Further offices included the salient examples of Morris being President of the New Jersey Council at 36, Representative in the New York Assembly at 39, Chief Justice of the New York Supreme Court at 43, and finally Royal Governor of New Jersey at 66. Morris learned early in his career that English imperial administration played a central role in the colonial political system; good relations with it were decisive to determine local leaders’ gained or lost power in America. What we call connectivity he had to a very keen degree.
After a second trip to England at the age of 64, he soon received appointment as Royal Governor of New Jersey by the Imperial Administration of King George the Second. New Jersey subjects generally approved since Morris’s popularity had peaked because of his opposition to New York-New Jersey Governor William Cosby. Cosby had become involved in an inappropriate quarrel over salary. Being at the time Chief Justice, Morris boldly defied Cosby, and was suspended. This resulted in this second trip to England, where he took the case of his suspension on appeal. Before he returned, Cosby had died in 1737, and Morris assumed leadership of New Jersey almost to a hero’s welcome.
But people soon learned his singularity of mind against the views of others erupted in violent oppositions. Particularly his persistent chiding and quarreling with the Assembly weakened his popularity. This enormous presence of a man who had won such confidence in others by challenging unpopular executives with absolute conviction—had himself become one of the most unpopular.
As Governor of New Jersey, Morris had concluded that expanded powers of colonial assemblies were dangerous to royal authority. England warred with Spain and France. With this distraction overseas, Morris’s calls for radical parliamentary intervention failed. The earlier years of his career produced in him a major role in promoting the silent revolution of expanding provincial assembly powers, opposite proposals near the end of his career mandated in other forms after his death ironically influenced dissolution of the British imperial structure in America that Morris had hoped to save. But was it altogether by indirection that Lewis Morris played a key role in bringing about the American Revolution, provoking colonists with threats of royalist intervention? He died at the ripe age of 75 long before the struggle came to a head, so it seems useless to speculate upon had he lived longer.

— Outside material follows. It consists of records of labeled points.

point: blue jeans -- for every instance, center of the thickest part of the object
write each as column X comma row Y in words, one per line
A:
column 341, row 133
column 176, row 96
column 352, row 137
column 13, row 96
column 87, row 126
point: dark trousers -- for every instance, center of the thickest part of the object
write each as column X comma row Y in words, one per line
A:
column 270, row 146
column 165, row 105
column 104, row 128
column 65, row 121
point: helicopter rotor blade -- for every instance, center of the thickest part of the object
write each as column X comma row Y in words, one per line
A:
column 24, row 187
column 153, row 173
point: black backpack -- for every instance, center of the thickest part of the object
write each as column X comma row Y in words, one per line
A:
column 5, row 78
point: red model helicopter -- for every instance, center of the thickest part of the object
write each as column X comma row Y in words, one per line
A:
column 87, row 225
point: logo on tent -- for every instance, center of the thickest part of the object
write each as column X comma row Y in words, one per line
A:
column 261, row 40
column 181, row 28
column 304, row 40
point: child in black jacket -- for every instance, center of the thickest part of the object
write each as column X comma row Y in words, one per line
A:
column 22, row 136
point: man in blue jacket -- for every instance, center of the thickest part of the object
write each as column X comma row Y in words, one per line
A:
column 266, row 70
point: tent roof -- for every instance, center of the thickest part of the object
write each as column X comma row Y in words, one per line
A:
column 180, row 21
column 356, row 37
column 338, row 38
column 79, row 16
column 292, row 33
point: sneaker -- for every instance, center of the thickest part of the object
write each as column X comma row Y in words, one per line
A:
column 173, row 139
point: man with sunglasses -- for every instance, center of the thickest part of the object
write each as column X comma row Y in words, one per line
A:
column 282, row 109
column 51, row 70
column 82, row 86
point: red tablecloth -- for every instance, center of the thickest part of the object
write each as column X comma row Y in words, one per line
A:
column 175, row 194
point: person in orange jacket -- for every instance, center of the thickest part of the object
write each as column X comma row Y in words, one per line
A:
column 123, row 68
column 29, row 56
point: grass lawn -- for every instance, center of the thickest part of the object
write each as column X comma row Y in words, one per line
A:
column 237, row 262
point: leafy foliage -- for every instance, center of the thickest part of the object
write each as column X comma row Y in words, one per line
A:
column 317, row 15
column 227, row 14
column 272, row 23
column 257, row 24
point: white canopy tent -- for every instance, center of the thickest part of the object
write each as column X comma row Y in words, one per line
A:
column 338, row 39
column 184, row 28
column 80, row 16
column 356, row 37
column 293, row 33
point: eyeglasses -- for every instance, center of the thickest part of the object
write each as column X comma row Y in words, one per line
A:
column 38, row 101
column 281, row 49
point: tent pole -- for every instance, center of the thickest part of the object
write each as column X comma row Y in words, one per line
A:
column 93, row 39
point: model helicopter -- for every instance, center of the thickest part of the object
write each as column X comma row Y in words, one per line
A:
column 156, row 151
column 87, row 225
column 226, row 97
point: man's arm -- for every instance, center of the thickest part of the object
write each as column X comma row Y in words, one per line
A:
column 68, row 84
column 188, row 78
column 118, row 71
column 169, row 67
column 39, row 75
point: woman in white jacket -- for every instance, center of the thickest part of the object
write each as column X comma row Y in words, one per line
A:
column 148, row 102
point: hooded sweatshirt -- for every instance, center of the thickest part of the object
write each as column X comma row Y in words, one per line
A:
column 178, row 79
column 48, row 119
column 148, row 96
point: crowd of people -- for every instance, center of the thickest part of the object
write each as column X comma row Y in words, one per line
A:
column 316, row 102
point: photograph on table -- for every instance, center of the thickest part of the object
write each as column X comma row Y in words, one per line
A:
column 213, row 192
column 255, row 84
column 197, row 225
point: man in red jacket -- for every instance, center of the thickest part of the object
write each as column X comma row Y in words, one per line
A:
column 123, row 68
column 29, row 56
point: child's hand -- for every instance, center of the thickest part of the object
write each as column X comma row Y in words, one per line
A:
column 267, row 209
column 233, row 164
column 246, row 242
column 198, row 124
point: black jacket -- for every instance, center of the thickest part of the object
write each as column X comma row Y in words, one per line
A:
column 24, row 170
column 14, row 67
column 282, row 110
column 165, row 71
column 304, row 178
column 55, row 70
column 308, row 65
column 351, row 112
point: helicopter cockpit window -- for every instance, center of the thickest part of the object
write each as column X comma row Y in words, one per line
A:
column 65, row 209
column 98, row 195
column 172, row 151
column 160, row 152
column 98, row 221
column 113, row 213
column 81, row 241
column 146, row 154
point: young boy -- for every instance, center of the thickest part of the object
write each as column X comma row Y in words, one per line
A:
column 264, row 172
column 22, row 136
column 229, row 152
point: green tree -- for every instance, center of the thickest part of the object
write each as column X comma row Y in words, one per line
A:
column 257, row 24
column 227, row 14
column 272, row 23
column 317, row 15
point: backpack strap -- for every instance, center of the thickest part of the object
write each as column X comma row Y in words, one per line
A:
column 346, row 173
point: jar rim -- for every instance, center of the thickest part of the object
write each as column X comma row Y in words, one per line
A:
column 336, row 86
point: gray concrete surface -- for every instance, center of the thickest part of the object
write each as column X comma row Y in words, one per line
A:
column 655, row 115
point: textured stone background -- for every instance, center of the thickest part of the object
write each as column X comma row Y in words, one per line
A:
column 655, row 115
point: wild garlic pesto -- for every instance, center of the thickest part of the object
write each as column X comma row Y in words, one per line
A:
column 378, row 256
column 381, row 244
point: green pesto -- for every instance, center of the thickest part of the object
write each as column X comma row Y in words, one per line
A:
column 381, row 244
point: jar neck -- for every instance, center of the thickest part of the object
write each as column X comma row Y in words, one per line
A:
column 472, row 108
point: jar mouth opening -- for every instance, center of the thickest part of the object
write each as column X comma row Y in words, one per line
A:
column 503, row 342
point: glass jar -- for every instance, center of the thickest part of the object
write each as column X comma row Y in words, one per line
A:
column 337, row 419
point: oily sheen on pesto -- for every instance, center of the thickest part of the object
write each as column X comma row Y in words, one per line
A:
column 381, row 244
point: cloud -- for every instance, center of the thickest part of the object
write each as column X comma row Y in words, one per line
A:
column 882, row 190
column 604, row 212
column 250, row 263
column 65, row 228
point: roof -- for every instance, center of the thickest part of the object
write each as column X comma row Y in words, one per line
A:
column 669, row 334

Because he could have only known what he knew from the vantage of his ambition and unique sense of rightness, he saved New Jersey both from a corrupt proprietary form of government, and from a second rate relation to New York. If he truly believed in court principles in the end, it was a belief much more deeply informed than how these principles were outwardly designated as forms of royalist power. He was himself not a submissive man. He was principled in terms of reason rather than obedience to authority and twice triumphed over loss by what amounted to imposing the order of his own genius upon situations which, on the blank face of them among uncomprehending colonists, were completely hopeless.